28.4.2021 Thema abonnieren
 Von 
Terii
Status:
Frischling
(1 Beiträge, 0x hilfreich)
fiktive Namen aus literarischen Werken nutzen

Hallo!
Ich habe ein Krimidinner geschrieben, dass ich gerne im Internet (Ich bin derzeit noch auf der Suche nach dem "Wo?") kommerziell anbieten möchte. In dem Krimidinner gibt es neun Charaktere, die auf bekannten Bösewichten und deren Geschichte basieren.

Manche Namen stammen aus Märchen: Rumpelstilzchen, die Knusperhexe ("Hänsel und Gretel"), die Böse Stiefmutter ("Aschenputtel"), die 13. Fee / die böse Fee ("Dornrösschen") und das Biest (aus "Die Schöne und das Biest").

A) Kann ich die Märchennamen und einzelne Details ihrer Geschichte nutzen?

Dann gibt es noch die Charaktere Voldemort ("Harry Potter"), der Joker (Comicfigur), Scar ("König der Löwen") und Gollum ("Herr der Ringe"). Dabei geb ich die Geschichten nicht direkt wieder, einzelne Eckdaten werden am Rande jedoch erwähnt und ein paar Dinge verändert.

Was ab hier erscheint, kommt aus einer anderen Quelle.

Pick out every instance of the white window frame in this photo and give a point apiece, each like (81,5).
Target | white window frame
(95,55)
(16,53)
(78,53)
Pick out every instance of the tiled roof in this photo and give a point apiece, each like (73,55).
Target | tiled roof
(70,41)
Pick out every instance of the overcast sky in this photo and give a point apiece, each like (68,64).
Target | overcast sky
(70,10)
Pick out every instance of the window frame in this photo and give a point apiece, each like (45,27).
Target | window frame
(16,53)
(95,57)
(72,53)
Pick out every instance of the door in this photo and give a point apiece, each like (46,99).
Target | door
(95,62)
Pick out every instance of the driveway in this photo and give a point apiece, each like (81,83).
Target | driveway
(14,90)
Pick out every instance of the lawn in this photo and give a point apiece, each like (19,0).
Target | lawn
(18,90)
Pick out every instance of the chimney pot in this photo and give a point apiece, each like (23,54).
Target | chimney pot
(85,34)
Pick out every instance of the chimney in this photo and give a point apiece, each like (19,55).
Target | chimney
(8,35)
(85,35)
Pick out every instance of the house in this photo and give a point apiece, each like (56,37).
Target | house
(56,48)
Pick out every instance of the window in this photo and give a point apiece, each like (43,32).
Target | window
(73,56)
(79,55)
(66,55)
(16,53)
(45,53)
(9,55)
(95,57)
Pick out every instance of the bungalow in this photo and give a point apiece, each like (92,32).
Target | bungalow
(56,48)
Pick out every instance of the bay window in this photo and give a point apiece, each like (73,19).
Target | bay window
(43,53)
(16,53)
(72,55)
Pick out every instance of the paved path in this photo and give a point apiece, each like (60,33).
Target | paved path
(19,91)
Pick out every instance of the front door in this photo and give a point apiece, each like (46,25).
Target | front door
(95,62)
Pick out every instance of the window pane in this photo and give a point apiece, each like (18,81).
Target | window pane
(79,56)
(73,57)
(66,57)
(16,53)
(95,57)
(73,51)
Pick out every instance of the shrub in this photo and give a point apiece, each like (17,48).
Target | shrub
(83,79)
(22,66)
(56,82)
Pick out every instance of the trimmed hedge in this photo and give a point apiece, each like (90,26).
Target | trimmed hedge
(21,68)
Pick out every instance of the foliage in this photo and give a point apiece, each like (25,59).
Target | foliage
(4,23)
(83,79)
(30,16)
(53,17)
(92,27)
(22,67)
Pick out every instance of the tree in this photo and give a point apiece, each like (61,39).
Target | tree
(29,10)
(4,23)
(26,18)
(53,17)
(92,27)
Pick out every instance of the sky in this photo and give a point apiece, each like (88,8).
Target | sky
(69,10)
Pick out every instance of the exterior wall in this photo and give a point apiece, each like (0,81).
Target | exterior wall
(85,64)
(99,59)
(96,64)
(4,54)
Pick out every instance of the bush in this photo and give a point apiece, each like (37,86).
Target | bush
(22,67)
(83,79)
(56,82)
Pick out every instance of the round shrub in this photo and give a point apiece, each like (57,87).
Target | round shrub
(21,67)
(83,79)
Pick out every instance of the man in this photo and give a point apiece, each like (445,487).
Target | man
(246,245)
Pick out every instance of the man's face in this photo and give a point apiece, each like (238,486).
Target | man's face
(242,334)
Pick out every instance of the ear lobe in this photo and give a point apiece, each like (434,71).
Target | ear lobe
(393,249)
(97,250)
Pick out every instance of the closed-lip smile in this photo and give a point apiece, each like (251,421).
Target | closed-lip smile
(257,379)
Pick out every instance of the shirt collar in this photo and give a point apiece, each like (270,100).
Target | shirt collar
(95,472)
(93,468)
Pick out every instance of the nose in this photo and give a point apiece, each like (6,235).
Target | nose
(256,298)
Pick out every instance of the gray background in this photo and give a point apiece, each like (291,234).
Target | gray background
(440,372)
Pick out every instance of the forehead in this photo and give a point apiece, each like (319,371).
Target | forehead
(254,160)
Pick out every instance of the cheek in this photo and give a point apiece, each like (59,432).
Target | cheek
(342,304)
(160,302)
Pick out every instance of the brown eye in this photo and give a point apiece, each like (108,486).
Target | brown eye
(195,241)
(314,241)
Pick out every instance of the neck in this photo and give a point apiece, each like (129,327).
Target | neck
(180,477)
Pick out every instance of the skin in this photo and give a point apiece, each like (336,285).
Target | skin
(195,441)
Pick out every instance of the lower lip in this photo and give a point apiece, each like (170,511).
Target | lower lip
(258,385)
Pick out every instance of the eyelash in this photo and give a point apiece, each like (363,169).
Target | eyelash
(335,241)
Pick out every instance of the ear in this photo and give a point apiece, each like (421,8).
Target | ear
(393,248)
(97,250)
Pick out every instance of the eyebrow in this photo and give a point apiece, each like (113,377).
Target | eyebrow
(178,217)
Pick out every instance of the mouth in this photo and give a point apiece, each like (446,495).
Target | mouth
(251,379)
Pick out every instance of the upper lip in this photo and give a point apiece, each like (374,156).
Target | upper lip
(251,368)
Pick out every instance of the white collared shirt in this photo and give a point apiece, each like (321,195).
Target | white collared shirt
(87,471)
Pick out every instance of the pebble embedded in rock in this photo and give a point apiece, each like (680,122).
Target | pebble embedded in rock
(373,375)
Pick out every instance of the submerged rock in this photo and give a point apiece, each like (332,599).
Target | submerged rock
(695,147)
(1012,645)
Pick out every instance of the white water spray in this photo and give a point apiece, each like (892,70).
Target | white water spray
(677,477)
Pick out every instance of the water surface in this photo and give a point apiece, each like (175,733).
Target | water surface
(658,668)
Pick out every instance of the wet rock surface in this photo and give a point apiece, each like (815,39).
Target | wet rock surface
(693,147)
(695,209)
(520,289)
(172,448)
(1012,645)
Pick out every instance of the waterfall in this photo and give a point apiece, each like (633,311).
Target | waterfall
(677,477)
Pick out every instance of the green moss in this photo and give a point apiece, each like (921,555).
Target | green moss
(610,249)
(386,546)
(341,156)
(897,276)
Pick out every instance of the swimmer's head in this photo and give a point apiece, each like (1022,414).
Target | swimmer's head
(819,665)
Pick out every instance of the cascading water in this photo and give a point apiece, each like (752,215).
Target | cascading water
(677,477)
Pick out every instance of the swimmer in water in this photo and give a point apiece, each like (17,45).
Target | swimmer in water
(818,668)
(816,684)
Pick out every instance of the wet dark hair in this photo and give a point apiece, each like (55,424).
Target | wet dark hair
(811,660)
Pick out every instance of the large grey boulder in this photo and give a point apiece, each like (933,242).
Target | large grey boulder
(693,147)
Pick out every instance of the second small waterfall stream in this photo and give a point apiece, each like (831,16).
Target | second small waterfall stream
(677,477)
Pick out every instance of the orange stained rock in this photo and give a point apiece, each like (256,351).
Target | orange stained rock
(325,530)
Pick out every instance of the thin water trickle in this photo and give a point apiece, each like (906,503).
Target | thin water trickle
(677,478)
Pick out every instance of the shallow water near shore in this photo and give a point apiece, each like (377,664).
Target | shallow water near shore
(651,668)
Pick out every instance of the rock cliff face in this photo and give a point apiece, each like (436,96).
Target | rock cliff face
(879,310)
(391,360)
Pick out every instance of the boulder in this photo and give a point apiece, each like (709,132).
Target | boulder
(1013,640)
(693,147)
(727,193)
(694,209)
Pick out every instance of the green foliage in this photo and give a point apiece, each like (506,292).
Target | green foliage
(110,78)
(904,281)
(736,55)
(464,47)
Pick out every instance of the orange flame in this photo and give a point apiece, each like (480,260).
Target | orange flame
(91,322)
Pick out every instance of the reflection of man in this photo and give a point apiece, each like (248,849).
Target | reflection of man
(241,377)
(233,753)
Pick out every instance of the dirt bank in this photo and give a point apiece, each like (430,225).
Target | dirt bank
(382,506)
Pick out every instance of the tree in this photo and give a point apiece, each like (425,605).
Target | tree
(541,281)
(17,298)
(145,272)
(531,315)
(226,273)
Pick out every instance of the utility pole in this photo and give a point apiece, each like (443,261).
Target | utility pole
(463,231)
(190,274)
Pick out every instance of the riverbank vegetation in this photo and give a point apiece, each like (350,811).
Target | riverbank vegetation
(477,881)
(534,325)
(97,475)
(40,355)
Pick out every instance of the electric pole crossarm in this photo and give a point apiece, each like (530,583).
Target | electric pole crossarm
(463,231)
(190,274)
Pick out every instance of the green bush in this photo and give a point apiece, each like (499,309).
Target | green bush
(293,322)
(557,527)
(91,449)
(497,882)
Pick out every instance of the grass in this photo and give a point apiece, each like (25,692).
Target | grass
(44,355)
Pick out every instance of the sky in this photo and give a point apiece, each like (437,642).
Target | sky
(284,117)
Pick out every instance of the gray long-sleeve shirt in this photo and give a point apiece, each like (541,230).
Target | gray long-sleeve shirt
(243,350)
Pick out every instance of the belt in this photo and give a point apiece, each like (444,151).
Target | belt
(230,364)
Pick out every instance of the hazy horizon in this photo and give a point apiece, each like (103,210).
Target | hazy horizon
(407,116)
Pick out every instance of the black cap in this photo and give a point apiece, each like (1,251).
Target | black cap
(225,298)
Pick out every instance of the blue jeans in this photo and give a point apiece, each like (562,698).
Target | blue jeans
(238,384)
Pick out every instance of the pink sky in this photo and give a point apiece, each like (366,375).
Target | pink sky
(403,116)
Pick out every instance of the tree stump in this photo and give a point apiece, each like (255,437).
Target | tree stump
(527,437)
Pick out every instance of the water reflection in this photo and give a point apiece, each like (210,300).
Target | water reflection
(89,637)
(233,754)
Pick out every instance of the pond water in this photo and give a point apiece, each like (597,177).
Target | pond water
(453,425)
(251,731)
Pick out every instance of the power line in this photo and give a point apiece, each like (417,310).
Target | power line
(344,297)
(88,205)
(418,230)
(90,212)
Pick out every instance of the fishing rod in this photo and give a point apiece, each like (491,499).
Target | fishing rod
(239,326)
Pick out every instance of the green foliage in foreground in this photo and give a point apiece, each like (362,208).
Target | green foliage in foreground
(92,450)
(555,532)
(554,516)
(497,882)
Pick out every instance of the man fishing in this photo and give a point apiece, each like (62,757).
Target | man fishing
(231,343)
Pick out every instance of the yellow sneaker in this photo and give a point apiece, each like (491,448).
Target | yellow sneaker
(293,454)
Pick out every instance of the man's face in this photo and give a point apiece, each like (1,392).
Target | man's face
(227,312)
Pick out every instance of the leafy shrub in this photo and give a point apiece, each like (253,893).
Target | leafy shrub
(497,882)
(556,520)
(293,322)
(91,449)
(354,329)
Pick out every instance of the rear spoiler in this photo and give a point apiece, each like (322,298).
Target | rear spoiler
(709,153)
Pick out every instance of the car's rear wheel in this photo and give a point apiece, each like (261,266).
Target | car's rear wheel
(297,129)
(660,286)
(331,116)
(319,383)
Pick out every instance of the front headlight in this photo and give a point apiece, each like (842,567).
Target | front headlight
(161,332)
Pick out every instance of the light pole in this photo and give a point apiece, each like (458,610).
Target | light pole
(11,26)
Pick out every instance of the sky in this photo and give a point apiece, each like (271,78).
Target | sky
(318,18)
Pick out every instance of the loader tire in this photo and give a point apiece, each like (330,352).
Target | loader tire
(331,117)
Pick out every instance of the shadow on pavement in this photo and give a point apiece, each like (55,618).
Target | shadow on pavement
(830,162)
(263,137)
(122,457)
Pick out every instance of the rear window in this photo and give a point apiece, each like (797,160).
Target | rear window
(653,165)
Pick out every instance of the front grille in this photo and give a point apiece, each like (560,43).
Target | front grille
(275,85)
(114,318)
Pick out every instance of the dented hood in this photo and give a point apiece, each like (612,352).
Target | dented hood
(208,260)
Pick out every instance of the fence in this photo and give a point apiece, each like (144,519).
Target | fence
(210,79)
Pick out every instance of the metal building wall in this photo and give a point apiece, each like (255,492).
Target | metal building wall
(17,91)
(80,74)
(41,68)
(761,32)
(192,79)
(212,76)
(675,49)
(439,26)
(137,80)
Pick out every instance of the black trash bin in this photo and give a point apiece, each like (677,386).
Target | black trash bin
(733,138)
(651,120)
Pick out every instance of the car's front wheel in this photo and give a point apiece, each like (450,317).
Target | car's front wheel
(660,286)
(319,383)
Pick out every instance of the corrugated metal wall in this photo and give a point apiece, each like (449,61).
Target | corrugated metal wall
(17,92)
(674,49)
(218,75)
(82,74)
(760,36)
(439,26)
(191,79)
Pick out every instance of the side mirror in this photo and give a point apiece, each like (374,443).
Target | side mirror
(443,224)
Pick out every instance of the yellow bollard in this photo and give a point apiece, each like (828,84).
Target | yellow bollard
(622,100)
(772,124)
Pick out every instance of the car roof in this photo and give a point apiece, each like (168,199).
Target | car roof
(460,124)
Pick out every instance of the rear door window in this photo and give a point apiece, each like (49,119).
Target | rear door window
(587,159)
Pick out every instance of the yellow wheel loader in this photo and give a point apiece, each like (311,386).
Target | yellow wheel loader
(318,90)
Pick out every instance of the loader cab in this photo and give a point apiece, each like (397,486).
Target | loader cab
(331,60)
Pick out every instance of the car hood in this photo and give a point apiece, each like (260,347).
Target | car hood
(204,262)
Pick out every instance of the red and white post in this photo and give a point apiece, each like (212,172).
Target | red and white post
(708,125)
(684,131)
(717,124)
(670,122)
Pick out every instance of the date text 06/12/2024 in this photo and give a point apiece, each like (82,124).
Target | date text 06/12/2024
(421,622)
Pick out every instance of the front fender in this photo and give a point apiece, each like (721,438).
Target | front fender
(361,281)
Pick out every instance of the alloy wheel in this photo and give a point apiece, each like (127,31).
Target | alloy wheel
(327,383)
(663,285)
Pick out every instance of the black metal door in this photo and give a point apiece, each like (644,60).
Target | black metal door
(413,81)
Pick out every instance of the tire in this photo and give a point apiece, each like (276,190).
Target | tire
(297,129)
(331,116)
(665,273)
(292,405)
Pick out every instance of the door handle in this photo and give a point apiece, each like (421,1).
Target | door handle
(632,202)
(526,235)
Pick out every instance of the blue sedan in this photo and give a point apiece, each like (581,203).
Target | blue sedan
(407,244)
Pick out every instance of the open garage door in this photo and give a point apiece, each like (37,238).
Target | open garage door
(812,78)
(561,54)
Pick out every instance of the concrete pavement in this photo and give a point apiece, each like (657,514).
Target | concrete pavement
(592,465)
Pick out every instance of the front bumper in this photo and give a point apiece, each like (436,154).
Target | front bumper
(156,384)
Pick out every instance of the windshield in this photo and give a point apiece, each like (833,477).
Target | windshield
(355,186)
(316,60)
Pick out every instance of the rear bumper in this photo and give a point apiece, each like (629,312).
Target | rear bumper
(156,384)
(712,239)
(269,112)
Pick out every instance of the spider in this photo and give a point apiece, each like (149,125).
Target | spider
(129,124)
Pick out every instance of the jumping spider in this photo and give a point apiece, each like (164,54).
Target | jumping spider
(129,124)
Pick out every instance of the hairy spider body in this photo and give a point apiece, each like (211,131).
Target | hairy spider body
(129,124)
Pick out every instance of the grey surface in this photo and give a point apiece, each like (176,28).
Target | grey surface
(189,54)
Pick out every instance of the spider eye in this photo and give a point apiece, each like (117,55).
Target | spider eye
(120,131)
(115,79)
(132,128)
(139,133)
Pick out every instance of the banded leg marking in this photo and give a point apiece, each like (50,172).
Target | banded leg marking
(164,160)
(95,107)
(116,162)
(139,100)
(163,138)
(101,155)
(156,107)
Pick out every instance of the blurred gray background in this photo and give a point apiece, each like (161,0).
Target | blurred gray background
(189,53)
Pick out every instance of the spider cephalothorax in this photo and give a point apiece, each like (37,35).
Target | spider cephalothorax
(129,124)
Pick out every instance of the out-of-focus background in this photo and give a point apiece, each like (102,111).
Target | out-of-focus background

Zum Beispiel geht es bei Voldemort darum, dass er aus dem Zauberergefängnis ausgebrochen ist und Todesser rekrutieren möchte. Scar versteht sich mit den Hyänen nicht mehr so gut, seitdem er sie am Pride Rock verraten hat. Gollum ist sein Ring wichtiger als alles andere.
Ich kann die Namen und Geschichtsauszüge ja nicht einfach so verwenden.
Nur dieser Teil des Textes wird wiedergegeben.